Luther went on to earn a doctorate in letters and became a professor of theology at the University of Wittenberg, but he was still not converted to the faith. During this time, he became obsessed with Romans 1:17: “For in it the righteousness of God is revealed from faith for faith, as it is written, ‘the righteous will live by faith.’” As he considered this text, all he could envision was the active righteousness of God pouring out his wrath on sinners, and Luther knew he was a sinner. He wrote this:
Though I lived as a monk without reproach, I felt that I was a sinner before God with an extremely disturbed conscience. I could not believe that he was placated by my works. I did not love, yes, I hated the righteous God who punishes sinners, and secretly, if not blasphemously, certainly murmuring greatly, I was angry with God, and said, “As if, indeed, it is not enough, that miserable sinners, eternally lost through original sin, are crushed by every kind of calamity by the law of the Decalogue, without having God add pain to pain by the gospel and also by the gospel threatening us with his righteousness and wrath!” Thus, I raged with a fierce and troubled conscience. Nevertheless, I beat importunately upon the Scripture at that place, most ardently desiring to know what St. Paul wanted… At last, by the mercy of God, meditating day and night, I gave heed to the context of the words, namely, “In it the righteousness of God is revealed, as it is written, ‘He who through faith is righteous shall live.’” There I began to understand that the righteousness of God is that by which the righteous lives by a gift of God, namely by faith. And this is the meaning: the righteousness of God is revealed by the gospel, namely, the passive righteousness with which the merciful God justifies us by faith, as it is written, “He who through faith is righteous shall live.” Here I felt that I was altogether born again and had entered paradise itself through open gates.
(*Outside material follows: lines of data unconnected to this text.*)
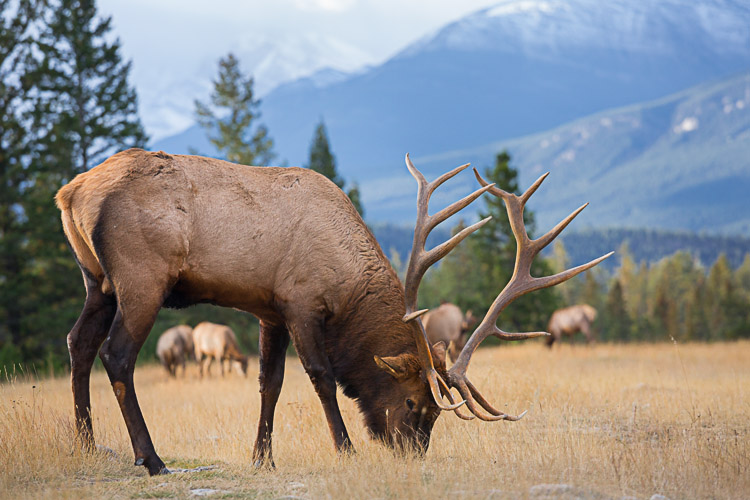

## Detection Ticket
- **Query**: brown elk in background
[156,325,194,377]
[547,304,596,347]
[193,321,247,377]
[422,302,477,362]
[56,149,607,475]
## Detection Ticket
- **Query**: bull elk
[547,304,596,347]
[193,321,247,377]
[422,302,477,363]
[56,149,609,475]
[156,325,194,377]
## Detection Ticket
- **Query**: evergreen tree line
[0,0,363,367]
[0,0,750,367]
[551,243,750,342]
[408,152,750,342]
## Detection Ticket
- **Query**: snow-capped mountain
[139,33,373,140]
[155,0,750,234]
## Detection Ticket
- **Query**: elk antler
[448,169,614,421]
[403,154,494,410]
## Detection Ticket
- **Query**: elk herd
[156,321,247,378]
[55,149,611,475]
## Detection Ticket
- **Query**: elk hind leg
[68,271,117,450]
[253,321,289,467]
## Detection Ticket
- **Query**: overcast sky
[98,0,500,139]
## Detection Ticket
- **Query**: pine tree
[0,0,40,360]
[307,120,345,189]
[470,151,560,330]
[195,53,276,165]
[346,182,365,218]
[685,273,711,341]
[600,279,631,341]
[34,0,147,176]
[6,0,146,361]
[307,120,365,217]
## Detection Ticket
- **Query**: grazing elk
[56,149,608,475]
[156,325,194,377]
[422,302,477,363]
[547,304,596,347]
[193,321,247,377]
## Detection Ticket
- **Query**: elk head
[384,155,613,440]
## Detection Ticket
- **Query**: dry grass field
[0,342,750,499]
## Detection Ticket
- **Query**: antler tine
[528,252,614,292]
[532,203,589,253]
[456,379,526,422]
[403,154,494,419]
[521,172,549,205]
[424,216,492,271]
[472,167,511,200]
[492,327,549,342]
[448,169,613,421]
[426,184,495,231]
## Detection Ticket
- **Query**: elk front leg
[99,289,169,476]
[68,273,117,450]
[289,317,354,452]
[253,321,289,467]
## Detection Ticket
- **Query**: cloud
[294,0,355,12]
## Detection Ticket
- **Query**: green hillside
[417,73,750,236]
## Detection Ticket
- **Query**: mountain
[371,224,750,270]
[412,73,750,236]
[154,0,750,230]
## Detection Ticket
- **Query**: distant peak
[484,0,564,17]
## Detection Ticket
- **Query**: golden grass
[0,342,750,498]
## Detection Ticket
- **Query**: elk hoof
[253,458,276,470]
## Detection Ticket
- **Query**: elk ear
[374,354,419,380]
[432,340,446,365]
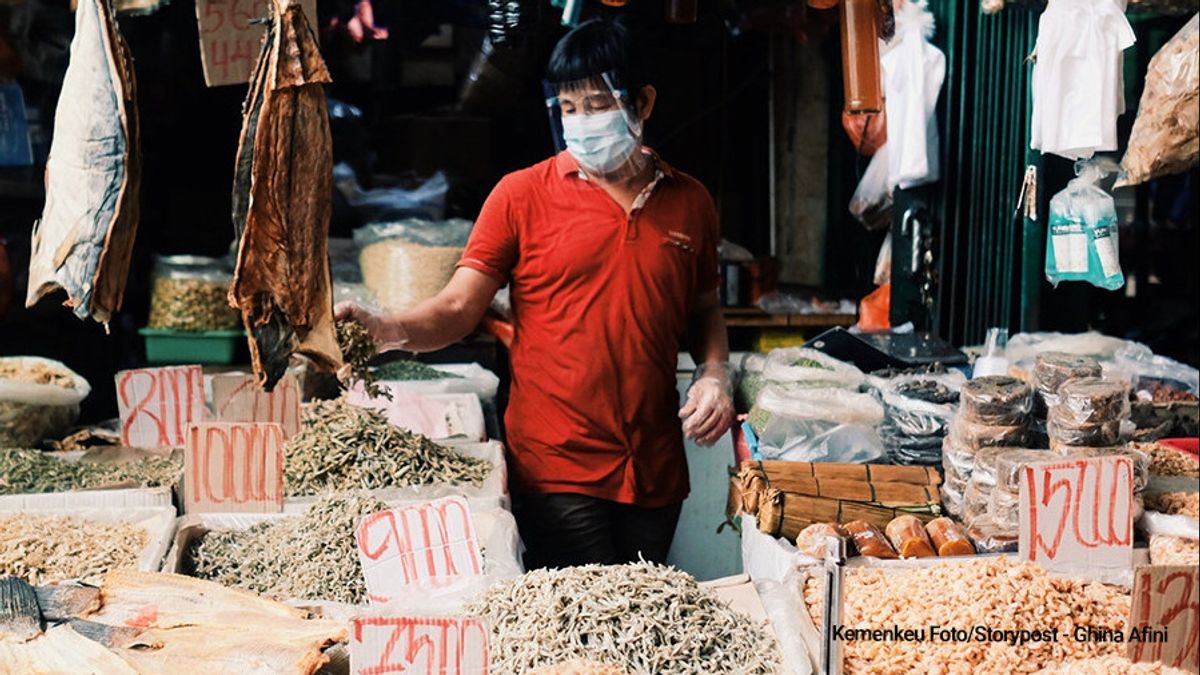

Luther at last was saved. I, like Luther, want to be holy and live for Christ. I, like Luther, am a sinner in desperate need of God’s mercy and grace. I, like Luther, tend to default to good works to attain holiness. How about you?
On Sunday mornings we are walking through the letter of James and being confronted with the reality that faith has works. What does that mean for us? Does it mean we give ourselves over to good works in order to find salvation in God? Never! It means we rest in the biblical truth that, if we have “altogether been born again and entered paradise itself though open gates,” we rest in the assurance that we have been made holy by the great redeeming work of Christ. Now, in response to that great gift from God, we do good works in order that God may be glorified in us (Matt. 5:16). Genuine faith has works, but works do not make genuine faith. Only God can do that great work in us!
Friends, if you have come to know Christ, you are holy. That work is done. You didn’t do it and neither did I. God did it for us in Christ. Your sin was and is and will be given over to him, and he has gladly accepted it and died for it. But that is only half the good news. He has also given you his righteousness and holiness (2 Cor. 5:21). Can you feel, as did Luther, the great weight fall off your shoulders? I hope and pray that you do!